Under first time helmer, Steve Quale, "Final Destination 5" strives to circle the wagons back to the series's roots. Not only are we back in the same unnamed location as the first film, but Tony Todd returns for the first time since the second film to reprise his role as the coroner who explains how this whole "death thing" works. The film feels similar in scale here as well, foregoing the over-the-top elaborate deaths of the third film for sequences that at least try to rely more on visual tension than they do on sheer giddy mouse-trap stylistics. That is not to say that Quale and company don't toy with the audience: the same blacker than black jokes find potential pitfalls introduced only to have death's scythe arrive some unforeseen way. In particular, an early death at a gymnastics practice involves so many fake-outs and false starts that by the time the hammer finally drops, the laughs are as much from relief as they are from appreciation of a set-piece skillfully constructed.
As with many horror series, "5" refers back to its predecessors both narratively -- as with Todd's appearance -- and visually. The case here though is far more overt and specific in its celebration and reverence. The film's opening credits roll over a montage of 3D-ified cinematic references to kills from previous films, and once all is said and done, the end credits similarly roll with a highlight reel, pulled perhaps straight from YouTube, though with the added flourish of some gore flying every which way, including straight out of the screen.
Yes, that was straight out of the screen, because "Destination 5" is indeed available in 3D. And why not, really?

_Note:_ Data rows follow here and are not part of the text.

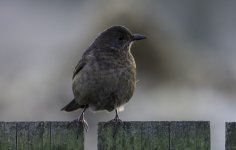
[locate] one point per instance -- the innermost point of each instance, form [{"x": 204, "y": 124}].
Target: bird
[{"x": 105, "y": 76}]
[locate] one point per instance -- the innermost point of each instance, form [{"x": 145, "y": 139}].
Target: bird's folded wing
[{"x": 78, "y": 67}]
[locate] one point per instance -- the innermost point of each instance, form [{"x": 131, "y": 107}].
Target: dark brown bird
[{"x": 105, "y": 77}]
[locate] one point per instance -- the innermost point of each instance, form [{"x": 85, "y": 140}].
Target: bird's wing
[{"x": 78, "y": 67}]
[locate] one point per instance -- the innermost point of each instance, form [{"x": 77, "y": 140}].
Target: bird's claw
[{"x": 84, "y": 123}]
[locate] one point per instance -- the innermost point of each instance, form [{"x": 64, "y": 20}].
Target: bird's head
[{"x": 117, "y": 38}]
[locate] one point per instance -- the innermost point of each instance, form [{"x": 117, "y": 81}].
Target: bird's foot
[
  {"x": 80, "y": 120},
  {"x": 83, "y": 122},
  {"x": 116, "y": 120}
]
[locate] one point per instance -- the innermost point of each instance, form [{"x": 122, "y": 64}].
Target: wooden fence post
[
  {"x": 191, "y": 135},
  {"x": 40, "y": 135},
  {"x": 230, "y": 136}
]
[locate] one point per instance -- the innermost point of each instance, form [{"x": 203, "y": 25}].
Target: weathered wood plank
[
  {"x": 64, "y": 137},
  {"x": 188, "y": 136},
  {"x": 230, "y": 143},
  {"x": 35, "y": 135},
  {"x": 22, "y": 130},
  {"x": 40, "y": 136},
  {"x": 46, "y": 135},
  {"x": 124, "y": 135},
  {"x": 2, "y": 134},
  {"x": 154, "y": 136},
  {"x": 10, "y": 136},
  {"x": 203, "y": 137}
]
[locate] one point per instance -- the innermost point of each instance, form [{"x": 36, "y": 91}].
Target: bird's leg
[
  {"x": 82, "y": 120},
  {"x": 117, "y": 119}
]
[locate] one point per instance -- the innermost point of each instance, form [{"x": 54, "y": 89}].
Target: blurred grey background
[{"x": 186, "y": 67}]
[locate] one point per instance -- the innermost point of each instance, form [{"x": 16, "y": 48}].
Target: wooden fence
[{"x": 187, "y": 135}]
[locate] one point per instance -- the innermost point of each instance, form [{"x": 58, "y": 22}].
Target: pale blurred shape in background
[{"x": 186, "y": 67}]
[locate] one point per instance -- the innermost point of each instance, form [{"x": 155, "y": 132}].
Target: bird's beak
[{"x": 138, "y": 37}]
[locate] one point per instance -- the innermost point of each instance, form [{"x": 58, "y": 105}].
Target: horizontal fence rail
[
  {"x": 154, "y": 136},
  {"x": 187, "y": 135},
  {"x": 40, "y": 136}
]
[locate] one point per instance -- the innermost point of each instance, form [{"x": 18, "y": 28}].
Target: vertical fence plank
[
  {"x": 203, "y": 135},
  {"x": 22, "y": 129},
  {"x": 124, "y": 135},
  {"x": 230, "y": 143},
  {"x": 186, "y": 135},
  {"x": 10, "y": 136},
  {"x": 63, "y": 137},
  {"x": 40, "y": 136},
  {"x": 36, "y": 130},
  {"x": 2, "y": 134},
  {"x": 155, "y": 135},
  {"x": 47, "y": 136}
]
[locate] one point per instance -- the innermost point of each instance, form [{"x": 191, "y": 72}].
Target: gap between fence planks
[
  {"x": 191, "y": 135},
  {"x": 40, "y": 136}
]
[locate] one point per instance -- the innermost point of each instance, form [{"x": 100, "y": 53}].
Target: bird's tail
[{"x": 73, "y": 105}]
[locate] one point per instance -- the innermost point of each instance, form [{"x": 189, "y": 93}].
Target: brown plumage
[{"x": 105, "y": 77}]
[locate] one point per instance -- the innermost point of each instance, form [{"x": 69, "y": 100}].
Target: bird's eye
[{"x": 121, "y": 38}]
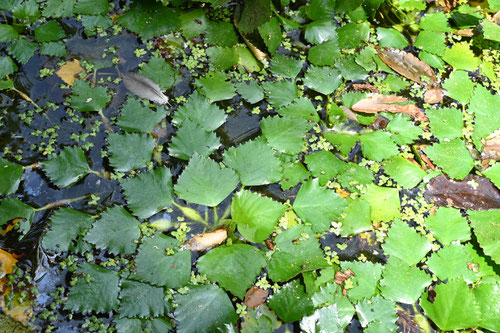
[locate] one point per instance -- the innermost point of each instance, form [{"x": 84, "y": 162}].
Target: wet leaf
[
  {"x": 448, "y": 225},
  {"x": 241, "y": 265},
  {"x": 255, "y": 215},
  {"x": 405, "y": 243},
  {"x": 141, "y": 300},
  {"x": 68, "y": 167},
  {"x": 452, "y": 156},
  {"x": 208, "y": 305},
  {"x": 254, "y": 162},
  {"x": 317, "y": 205},
  {"x": 454, "y": 306},
  {"x": 96, "y": 293},
  {"x": 10, "y": 176},
  {"x": 473, "y": 192},
  {"x": 115, "y": 231},
  {"x": 65, "y": 225},
  {"x": 408, "y": 65},
  {"x": 206, "y": 240},
  {"x": 148, "y": 193},
  {"x": 299, "y": 252},
  {"x": 130, "y": 151},
  {"x": 204, "y": 182}
]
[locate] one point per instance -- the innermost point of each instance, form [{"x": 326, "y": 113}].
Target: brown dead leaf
[
  {"x": 378, "y": 103},
  {"x": 255, "y": 296},
  {"x": 407, "y": 65},
  {"x": 68, "y": 71},
  {"x": 433, "y": 96},
  {"x": 474, "y": 192},
  {"x": 206, "y": 240},
  {"x": 340, "y": 277}
]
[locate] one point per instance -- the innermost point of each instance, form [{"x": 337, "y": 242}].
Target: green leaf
[
  {"x": 280, "y": 93},
  {"x": 141, "y": 300},
  {"x": 160, "y": 71},
  {"x": 233, "y": 267},
  {"x": 149, "y": 192},
  {"x": 299, "y": 251},
  {"x": 10, "y": 176},
  {"x": 377, "y": 309},
  {"x": 271, "y": 34},
  {"x": 285, "y": 134},
  {"x": 65, "y": 226},
  {"x": 193, "y": 139},
  {"x": 460, "y": 56},
  {"x": 291, "y": 302},
  {"x": 389, "y": 37},
  {"x": 115, "y": 231},
  {"x": 254, "y": 162},
  {"x": 452, "y": 156},
  {"x": 451, "y": 262},
  {"x": 201, "y": 112},
  {"x": 130, "y": 151},
  {"x": 448, "y": 225},
  {"x": 215, "y": 86},
  {"x": 324, "y": 166},
  {"x": 7, "y": 33},
  {"x": 322, "y": 79},
  {"x": 405, "y": 173},
  {"x": 96, "y": 290},
  {"x": 49, "y": 32},
  {"x": 136, "y": 117},
  {"x": 458, "y": 86},
  {"x": 255, "y": 215},
  {"x": 454, "y": 306},
  {"x": 317, "y": 205},
  {"x": 22, "y": 50},
  {"x": 84, "y": 98},
  {"x": 156, "y": 266},
  {"x": 250, "y": 91},
  {"x": 285, "y": 66},
  {"x": 384, "y": 202},
  {"x": 378, "y": 145},
  {"x": 487, "y": 231},
  {"x": 204, "y": 308},
  {"x": 68, "y": 167},
  {"x": 445, "y": 123},
  {"x": 405, "y": 243},
  {"x": 204, "y": 182},
  {"x": 365, "y": 280},
  {"x": 356, "y": 218},
  {"x": 401, "y": 283}
]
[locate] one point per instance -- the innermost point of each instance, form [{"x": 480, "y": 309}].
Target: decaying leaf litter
[{"x": 323, "y": 165}]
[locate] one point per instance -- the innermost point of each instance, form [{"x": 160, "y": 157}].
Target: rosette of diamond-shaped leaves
[
  {"x": 242, "y": 264},
  {"x": 204, "y": 308},
  {"x": 115, "y": 231},
  {"x": 68, "y": 167},
  {"x": 204, "y": 182},
  {"x": 254, "y": 162},
  {"x": 149, "y": 192},
  {"x": 161, "y": 262},
  {"x": 318, "y": 205},
  {"x": 255, "y": 215},
  {"x": 130, "y": 151},
  {"x": 405, "y": 243},
  {"x": 96, "y": 290},
  {"x": 10, "y": 177},
  {"x": 65, "y": 225}
]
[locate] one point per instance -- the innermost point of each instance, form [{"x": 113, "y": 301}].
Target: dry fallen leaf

At their heart these films are no more than delivery mechanisms for amusement-park level thrills. The inanity of and explanation for any one death is so beyond meaningless that the only way the film allows itself to be enjoyed is on the purely visceral level of -- "Did you see that!?" Taking the films into the 3rd dimension, as was the case with "The Final Destination" then is a no-brainer. If a dizzying set piece of death appeals on a flat screen, just imagine the joy of that same set piece with some added squirt flying through the fourth wall. To his credit, Quale doesn't try to do too much with the 3D, and instead focuses on using the effect mostly for punctuation of already ridiculous scenes -- as when a man's head is crushed by a Buddha statue and squirts viscera all over the camera's lens.
Having made it through the trials of four earlier films, the "Final Destination" series has now nearly transcended critique. There's just no way that anyone wandering into "5" could possibly be confused about what they might be seeing. Certainly, if they had any aspirations of true cinematic quality they would be disappointed, but that seems about as likely as Tony Todd turning down a paycheck to "act" his way through 20 minutes of some grade-F, direct-to-DVD horror fare. With those pretensions disposed of however, it seems equally unlikely that any "Destination" fans will be sorely disappointed in "5." In fact, there is even a shred of cleverness which makes itself known near the film's ultimate conclusion, and will bring added gratification to long time "Destination" supporters. All the better too, because despite its rollicking opening and some solid deaths "5" runs out of steam at the end. Instead of a massive conclusion with swirling blades and loose wires, death's final flourish arrives in a more intimate setting. This doesn't necessarily kill the tension, but it does shrink the scope to a degree. Of course, now that we've arrived back full-circle, New Line may be looking to build death's mystique anew as they grow their latest horror series.